Democrats, AFL-CIO critical of Right to Work push

virginia general assemblyFor the second year in a row, Senate Republicans pushed through a proposed amendment that seeks to insert Virginia’s existing Right to Work law into the state constitution.

The measure, patroned by Senator Mark Obenshain (R-Rockingham), consists of two parts: the text of the proposed amendment itself (SJ70) and separate enabling legislation (SB446). Both proposals passed on a party-line vote. If they pass the House, there will be a statewide referendum on whether to make the proposed constitutional change in November 2016.

Senate Democratic Leader Dick Saslaw (D-Alexandria) said, “I’ve been here a long time, 41 years, and I just now found out our right to work law is under attack. I’ll be darned. In the 41 years that I’ve been here nobody has ever put in a bill to repeal the right to work. Our right to work law is not in any jeopardy. We’re turning the Constitution into the Code of Virginia.”

Senator John Edwards (D-Roanoke) said, “We should not amend the Constitution willy-nilly. Nobody’s put in a bill that I’m aware of in all these years to change the right to work law in Virginia.”

After the vote, Senate Democratic Caucus Chair Donald McEachin (D-Henrico) said, “My colleagues on the other side suggest that, somehow, an Attorney General can interfere with right to work. That is categorically untrue. Right to work is the law of the Commonwealth and has been the unchallenged law of the Commonwealth for over 75 years. Nobody is trying to change that.

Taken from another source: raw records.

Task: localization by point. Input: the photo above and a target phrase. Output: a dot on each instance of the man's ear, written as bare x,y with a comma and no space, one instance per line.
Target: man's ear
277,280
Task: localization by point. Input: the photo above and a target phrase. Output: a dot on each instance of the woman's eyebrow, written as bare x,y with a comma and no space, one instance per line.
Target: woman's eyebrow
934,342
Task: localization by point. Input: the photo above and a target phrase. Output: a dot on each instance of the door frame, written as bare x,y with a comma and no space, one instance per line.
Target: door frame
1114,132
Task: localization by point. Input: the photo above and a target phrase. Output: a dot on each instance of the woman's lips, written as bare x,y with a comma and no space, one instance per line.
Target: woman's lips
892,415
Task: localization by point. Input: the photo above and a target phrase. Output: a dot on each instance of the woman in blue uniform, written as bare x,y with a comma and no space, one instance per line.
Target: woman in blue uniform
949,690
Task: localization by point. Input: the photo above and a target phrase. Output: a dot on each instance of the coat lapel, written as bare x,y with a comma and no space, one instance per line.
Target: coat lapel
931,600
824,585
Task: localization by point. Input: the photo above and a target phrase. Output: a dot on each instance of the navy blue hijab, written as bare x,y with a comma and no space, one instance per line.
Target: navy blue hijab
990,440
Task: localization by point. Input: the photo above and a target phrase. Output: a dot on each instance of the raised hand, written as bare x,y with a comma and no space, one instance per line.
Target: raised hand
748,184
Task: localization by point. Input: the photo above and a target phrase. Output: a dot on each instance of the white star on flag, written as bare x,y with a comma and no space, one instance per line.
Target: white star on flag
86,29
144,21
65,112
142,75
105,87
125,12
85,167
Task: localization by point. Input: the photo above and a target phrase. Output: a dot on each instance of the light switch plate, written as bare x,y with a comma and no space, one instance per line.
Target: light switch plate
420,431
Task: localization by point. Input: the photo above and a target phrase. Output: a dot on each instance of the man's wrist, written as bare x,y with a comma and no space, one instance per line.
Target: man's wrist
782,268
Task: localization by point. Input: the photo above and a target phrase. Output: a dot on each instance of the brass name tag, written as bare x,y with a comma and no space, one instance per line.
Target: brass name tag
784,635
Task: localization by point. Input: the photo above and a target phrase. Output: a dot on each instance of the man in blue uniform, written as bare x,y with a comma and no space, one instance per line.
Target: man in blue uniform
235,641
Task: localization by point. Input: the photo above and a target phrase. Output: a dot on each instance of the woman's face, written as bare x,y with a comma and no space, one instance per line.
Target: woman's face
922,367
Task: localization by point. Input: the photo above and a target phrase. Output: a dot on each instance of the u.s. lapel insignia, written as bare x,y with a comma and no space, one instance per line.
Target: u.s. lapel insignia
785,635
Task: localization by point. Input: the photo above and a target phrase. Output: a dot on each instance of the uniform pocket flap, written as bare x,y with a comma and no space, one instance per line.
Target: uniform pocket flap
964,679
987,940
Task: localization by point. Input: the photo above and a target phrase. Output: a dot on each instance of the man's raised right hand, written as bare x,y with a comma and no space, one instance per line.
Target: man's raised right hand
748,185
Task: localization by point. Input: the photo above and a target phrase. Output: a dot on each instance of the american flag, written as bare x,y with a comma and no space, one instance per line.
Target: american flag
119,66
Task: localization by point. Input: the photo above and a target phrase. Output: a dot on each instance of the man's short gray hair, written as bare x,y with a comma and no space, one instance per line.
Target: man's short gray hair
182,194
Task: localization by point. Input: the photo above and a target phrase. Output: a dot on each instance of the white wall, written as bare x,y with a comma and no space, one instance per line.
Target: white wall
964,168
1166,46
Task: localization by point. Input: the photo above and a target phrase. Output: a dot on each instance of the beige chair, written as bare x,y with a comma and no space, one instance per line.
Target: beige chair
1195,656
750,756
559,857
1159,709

The Constitution is a sacred document and we should not change it on a whim and with absolutely no need.”

The Virginia AFL-CIO is also critical of the push from the GOP.

 

“It’s unfortunate that certain assembly members are more worried about their own political maneuvering and guarding against an imaginary threat than improving the quality of life of hundreds of thousands of hard working Virginians,” stated Doris Crouse-Mays, president of the Virginia AFL-CIO.